Forest Guardian Tea
A bright, citrusy, high in vitamin C, tea made from young Douglas fir tips, traditionally gathered in spring and early summer.
Rain again.
I was climbing a muddy trail; water working its way through my jacket when I rounded a bend and found the path blocked. A Douglas fir had come down across the trail. The trunk lay low and wide. Branches were tangled together, needles dripping, the air sharp with resin.
I stopped and stood there longer than I planned. The chill had settled and the thought of a hot drink felt immediate and practical.
Douglas fir. It is easy to overlook because it fills the landscape. These trees support entire forests. They shape watersheds, shelter wildlife, and form the backbone of some of the most productive ecosystems on Earth. Even after falling, they remain part of the system.
I cut a small handful of needles from the upper branches and paused to give thanks. I took only what I needed.
Across the Pacific Northwest, Douglas fir appears in stories of protection. Animals climb into its canopy or hide among its cones during fire, storms, or hunger. The small bracts beneath each cone scale, often called mouse tails, mark those stories.
Forest Guardian Tea comes from that understanding. Brewed from fresh needles, it carries a bright citrus scent and a resinous depth. I drink it on wet days and after long walks. It warms the body, opens the lungs, and reminds me of the larger living structure I move through.
Warnings:
Only use Douglas fir (Pseudotsuga menziesii). Some other evergreen species, such as the Pacific Yew, are highly toxic. Avoid harvesting near roads or polluted areas.
Instructions
Douglas fir needles can be harvested year-round, but the young spring tips are the most vibrant and citrus-forward. Mature needles work well too, especially in fall and winter, though they carry a deeper, balsamic note.
Harvest only from healthy, established trees. Avoid seedlings, diseased trees, or areas exposed to road runoff or chemical treatments. Take a small amount from many branches rather than stripping one place.

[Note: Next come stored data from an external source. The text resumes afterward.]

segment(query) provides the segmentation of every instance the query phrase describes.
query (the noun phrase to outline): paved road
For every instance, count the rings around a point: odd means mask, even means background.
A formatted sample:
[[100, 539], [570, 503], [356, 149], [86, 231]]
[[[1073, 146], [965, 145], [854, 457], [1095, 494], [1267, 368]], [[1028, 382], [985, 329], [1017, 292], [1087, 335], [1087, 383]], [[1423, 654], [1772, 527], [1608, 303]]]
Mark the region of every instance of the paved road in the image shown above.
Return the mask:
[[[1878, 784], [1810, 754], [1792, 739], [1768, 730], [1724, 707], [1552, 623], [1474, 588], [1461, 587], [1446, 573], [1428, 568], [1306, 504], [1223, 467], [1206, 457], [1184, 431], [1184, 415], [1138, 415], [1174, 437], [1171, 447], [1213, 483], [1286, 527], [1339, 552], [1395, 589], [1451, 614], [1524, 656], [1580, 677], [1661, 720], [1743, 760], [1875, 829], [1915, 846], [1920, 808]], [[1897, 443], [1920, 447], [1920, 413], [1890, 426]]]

If you’re unsure of identification, don’t proceed. Some conifers are toxic. Avoid during pregnancy.
What you'll need
A small handful of Douglas fir needles
1–2 cups hot water
Knife (optional, for chopping)
Mug or infuser
Optional but highly recommended: local honey or maple syrup
Instructions
Prepare the needles
Rinse lightly. Remove needles from any woody stems, which can taste bitter and resin-heavy.Chop or bruise
Roughly chop the needles or crush them slightly. This helps release their aromatic oils and nutrients.Heat the water
Bring water to a boil, then remove from heat and let it settle. I prefer pouring just off-boil.Steep
Add needles to your mug or infuser and pour over hot water. Cover and steep for 10–15 minutes, depending on desired strength.Sweeten (optional)

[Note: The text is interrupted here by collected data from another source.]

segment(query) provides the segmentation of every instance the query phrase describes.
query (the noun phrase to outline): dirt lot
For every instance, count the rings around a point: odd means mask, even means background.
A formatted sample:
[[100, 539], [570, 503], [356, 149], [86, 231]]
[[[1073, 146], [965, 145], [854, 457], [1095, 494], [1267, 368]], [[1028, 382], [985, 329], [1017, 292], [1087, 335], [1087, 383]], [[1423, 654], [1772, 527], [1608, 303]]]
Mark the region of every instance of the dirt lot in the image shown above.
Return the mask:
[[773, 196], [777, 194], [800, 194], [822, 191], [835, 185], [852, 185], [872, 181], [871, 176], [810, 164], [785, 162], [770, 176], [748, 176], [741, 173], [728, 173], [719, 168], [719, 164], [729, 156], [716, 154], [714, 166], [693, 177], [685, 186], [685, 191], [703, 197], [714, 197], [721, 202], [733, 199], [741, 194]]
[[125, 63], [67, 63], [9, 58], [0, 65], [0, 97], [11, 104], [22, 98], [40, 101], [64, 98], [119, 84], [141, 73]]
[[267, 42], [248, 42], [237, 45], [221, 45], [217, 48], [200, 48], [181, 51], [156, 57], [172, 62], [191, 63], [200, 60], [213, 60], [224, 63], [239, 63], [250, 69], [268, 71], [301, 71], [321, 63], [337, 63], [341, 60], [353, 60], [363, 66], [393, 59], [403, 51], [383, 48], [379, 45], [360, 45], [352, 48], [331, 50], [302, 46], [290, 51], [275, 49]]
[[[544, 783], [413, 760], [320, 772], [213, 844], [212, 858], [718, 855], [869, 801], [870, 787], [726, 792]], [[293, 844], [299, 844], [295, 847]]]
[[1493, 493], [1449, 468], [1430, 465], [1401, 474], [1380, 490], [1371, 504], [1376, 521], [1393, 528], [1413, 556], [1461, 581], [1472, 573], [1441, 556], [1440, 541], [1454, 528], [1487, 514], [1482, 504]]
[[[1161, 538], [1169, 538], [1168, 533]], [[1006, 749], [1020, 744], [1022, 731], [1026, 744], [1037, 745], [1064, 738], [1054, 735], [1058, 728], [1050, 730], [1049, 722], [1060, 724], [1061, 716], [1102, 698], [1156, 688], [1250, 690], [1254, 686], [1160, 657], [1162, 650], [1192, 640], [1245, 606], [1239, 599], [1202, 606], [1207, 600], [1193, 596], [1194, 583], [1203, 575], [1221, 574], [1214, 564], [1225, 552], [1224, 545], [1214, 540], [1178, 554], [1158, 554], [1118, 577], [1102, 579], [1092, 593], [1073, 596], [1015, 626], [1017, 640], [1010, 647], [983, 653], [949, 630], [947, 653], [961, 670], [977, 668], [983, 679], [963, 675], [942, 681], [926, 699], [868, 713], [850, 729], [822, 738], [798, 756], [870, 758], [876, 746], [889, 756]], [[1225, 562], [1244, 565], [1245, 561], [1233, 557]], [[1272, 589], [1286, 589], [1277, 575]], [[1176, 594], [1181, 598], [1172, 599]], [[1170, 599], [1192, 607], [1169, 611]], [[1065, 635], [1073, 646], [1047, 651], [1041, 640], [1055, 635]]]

A small amount of honey softens the resin notes, but the tea stands well on its own.Drink and enjoy!
Especially on cold or wet days.
Taste & Qualities
Flavor: Bright citrus up front, followed by evergreen depth
Body: Light, warming
Traditionally associated with: Respiratory support, immune strength, gentle calm
Proper identification is essential, some conifers are toxic
Douglas fir tea blurs the line between food and medicine. It carries scent memories - Christmas trees, damp forests, childhood winters - and invites you into kinship with the land.